After leaving MCA, Crowell seemingly dropped out of sight. In reality, he was dealing with a series of intense personal matters, including the drug addiction that afflicted Caitlin, one of his four daughters. "It was during her late teen years, and she'd gotten herself into an absolutely reckless life," he reveals. "Knock on wood, she's going on three years clean and sober, and she's a functioning young woman in the music business, which is an amazing turnaround for her. But I was dealing with some deep stuff, and it made everything else seem so unimportant."
To get through this period, Crowell began writing prose, which eventually led him back to music. The songs he penned for Kid are intensely autobiographical, telling vivid tales of his Houston boyhood. Among the most striking is "I Walk the Line (Revisited)," in which Crowell juxtaposes reminiscences about the moment in 1956 when he first heard the Johnny Cash classic with segments in which Cash belts out the original lyrics over a modified melody.

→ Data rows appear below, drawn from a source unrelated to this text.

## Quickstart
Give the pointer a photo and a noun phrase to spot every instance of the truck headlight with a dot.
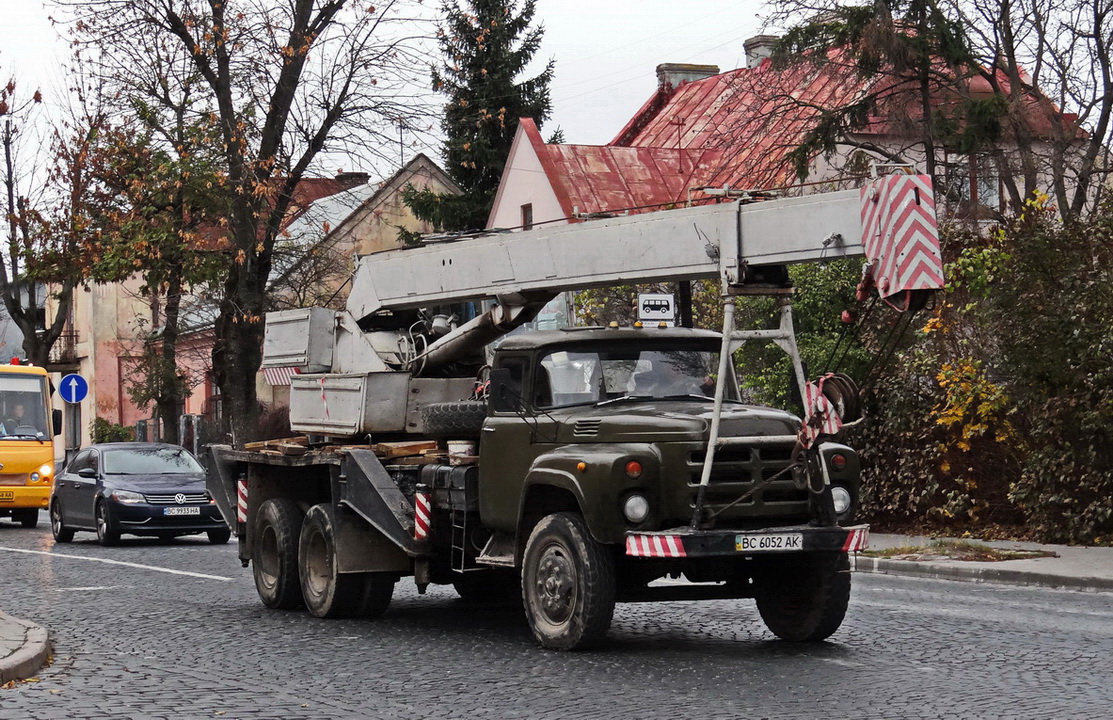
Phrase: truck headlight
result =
(636, 509)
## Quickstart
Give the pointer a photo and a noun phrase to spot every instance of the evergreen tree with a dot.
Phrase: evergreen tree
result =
(486, 46)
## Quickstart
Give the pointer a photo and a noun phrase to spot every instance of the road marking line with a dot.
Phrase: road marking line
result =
(119, 562)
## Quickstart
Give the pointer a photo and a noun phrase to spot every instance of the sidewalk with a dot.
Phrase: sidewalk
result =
(25, 647)
(1076, 568)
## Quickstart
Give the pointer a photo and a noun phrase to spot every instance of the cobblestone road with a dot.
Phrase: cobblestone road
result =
(135, 642)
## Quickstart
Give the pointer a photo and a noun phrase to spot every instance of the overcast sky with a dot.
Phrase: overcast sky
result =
(606, 50)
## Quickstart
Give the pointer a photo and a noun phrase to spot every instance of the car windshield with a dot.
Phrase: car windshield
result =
(149, 461)
(568, 377)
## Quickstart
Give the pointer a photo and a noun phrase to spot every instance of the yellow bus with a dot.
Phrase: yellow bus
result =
(27, 446)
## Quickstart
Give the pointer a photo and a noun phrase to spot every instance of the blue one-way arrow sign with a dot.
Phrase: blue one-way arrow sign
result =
(74, 388)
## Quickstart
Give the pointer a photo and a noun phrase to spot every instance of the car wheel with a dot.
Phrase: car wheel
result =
(327, 592)
(26, 518)
(106, 532)
(274, 553)
(805, 599)
(568, 584)
(58, 528)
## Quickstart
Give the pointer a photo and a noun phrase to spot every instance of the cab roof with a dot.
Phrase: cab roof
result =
(532, 339)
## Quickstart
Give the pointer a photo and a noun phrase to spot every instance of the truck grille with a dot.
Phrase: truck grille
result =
(587, 427)
(736, 470)
(191, 499)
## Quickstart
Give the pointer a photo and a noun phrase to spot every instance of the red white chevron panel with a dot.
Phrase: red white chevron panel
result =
(900, 234)
(820, 416)
(857, 539)
(240, 501)
(656, 546)
(423, 514)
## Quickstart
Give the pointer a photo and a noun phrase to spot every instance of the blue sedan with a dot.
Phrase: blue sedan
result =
(138, 489)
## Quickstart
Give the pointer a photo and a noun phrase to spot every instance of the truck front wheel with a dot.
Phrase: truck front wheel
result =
(274, 553)
(804, 599)
(327, 592)
(568, 584)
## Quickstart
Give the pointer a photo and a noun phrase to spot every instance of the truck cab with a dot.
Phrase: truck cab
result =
(617, 421)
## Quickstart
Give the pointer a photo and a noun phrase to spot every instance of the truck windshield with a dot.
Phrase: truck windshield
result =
(22, 407)
(578, 377)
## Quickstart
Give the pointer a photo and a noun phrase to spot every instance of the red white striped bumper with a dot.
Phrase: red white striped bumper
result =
(710, 543)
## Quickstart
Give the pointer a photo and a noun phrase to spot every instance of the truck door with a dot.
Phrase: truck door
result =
(509, 444)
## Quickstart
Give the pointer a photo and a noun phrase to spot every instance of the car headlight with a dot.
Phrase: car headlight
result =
(636, 509)
(841, 497)
(127, 496)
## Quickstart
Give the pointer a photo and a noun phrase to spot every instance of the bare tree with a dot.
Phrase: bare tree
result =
(285, 82)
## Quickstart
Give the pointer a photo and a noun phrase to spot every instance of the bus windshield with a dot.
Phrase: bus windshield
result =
(23, 407)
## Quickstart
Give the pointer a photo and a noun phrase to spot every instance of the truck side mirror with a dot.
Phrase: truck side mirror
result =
(504, 393)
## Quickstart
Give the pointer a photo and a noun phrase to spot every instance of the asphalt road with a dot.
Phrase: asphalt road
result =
(176, 631)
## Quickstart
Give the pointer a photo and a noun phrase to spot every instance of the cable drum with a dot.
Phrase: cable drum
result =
(462, 420)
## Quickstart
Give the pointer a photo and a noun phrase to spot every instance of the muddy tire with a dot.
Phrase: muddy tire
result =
(804, 599)
(274, 553)
(58, 529)
(327, 592)
(460, 421)
(568, 584)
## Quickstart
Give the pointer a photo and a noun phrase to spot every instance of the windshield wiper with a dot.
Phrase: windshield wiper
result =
(626, 398)
(699, 396)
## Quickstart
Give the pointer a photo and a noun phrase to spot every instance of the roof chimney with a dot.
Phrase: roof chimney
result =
(352, 179)
(670, 75)
(758, 48)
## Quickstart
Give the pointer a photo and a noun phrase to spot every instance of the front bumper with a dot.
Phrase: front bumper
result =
(681, 542)
(140, 519)
(25, 496)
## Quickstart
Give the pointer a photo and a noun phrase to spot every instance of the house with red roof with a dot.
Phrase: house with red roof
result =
(705, 135)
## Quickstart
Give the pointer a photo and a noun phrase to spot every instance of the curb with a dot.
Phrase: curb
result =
(28, 659)
(978, 572)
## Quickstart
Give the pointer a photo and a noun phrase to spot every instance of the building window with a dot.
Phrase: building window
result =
(973, 185)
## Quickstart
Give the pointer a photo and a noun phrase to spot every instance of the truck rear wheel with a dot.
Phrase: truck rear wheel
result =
(327, 592)
(805, 599)
(568, 584)
(274, 553)
(461, 420)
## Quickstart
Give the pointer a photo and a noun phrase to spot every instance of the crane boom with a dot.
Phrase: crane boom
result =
(690, 243)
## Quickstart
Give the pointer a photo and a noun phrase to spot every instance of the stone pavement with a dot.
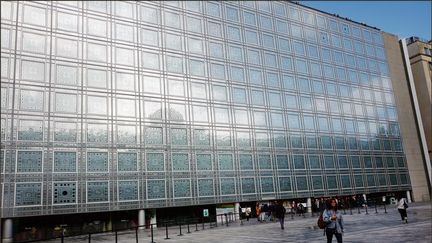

Getting his former father-in-law to take part in the recording was a ticklish process. "I said to John, 'Man, we just wrote a song,' and he said, 'What?'" Crowell remembers with a chuckle. "I don't know what he was thinking; I don't know what I was thinking. But I said, 'Can you come and sing on it?' And he did. That's when the audacity of what I was asking him to do dawned on me, and it dawned on him, too. He turned to me and said, 'You've got a lot of nerve.'"
Rather than backing down, however, Crowell stood his ground. "Being around him, everybody was always sucking up," he says. "But I always took the reverse attitude, which was, 'Hey, I'm my own man. I'm not gold-digging. I'm not here to kiss your ass.' And I think he always liked that, because there were so many people around yessin' him to death. That spirit gave us a good friendship that lasted long after the marriage to his daughter did. So I said, 'Yeah, you're right. I do have a lot of nerve, changing the melody of your song. But you can do this. And you should do this.' That made him mad, and I think it really added to the song. His performance on that is particularly robust."
Cash's response to the finished product was just as feisty. "I went over to his house and played it, and he said, 'Okay, that's good. But I'm not going to give you half the publishing'" -- meaning Cash wanted to receive all the profits from the song, even though Crowell had written most of it. Crowell was momentarily dumbstruck, but luckily June Carter Cash, Johnny's longtime spouse, rode to the rescue: "She said, 'Johnny, that's a tribute to you, and a damn good one. You stop it!' And he said, 'All right, I'll give him half of it.'"
Last year, after Cash died, Crowell participated in musical salutes to the country icon, even though he was still grappling with grief over the loss of both Johnny and June, who'd preceded her husband to the grave by four months. When asked if the assorted tributes got to the heart of the man or the legend, he answers, "The legend. But his public persona was a large part of who he was."
The same is true of Crowell. He enjoyed making The Notorious Cherry Bombs, which he regards as a "palate cleanser," but he's already writing songs for his next album. The disc is sure to be another deeply personal effort, although he's uncertain what theme will come to the fore. "There's three or four records I want to make, and I could make, at this time, and that's a dilemma," he says. "It's like having a good hand of cards and knowing when to play the right one."
As for how he'll pay for the recording, there's always the bank. "I was pretty confident I'd be able to pay them back, and I did," Crowell says. But this time around, John Grady, the man behind O Brother, Where Art Thou?, who oversees Sony's Nashville operation, will likely provide him with seed money, protecting his checking account for another day.
For that, Crowell's wife is undoubtedly grateful.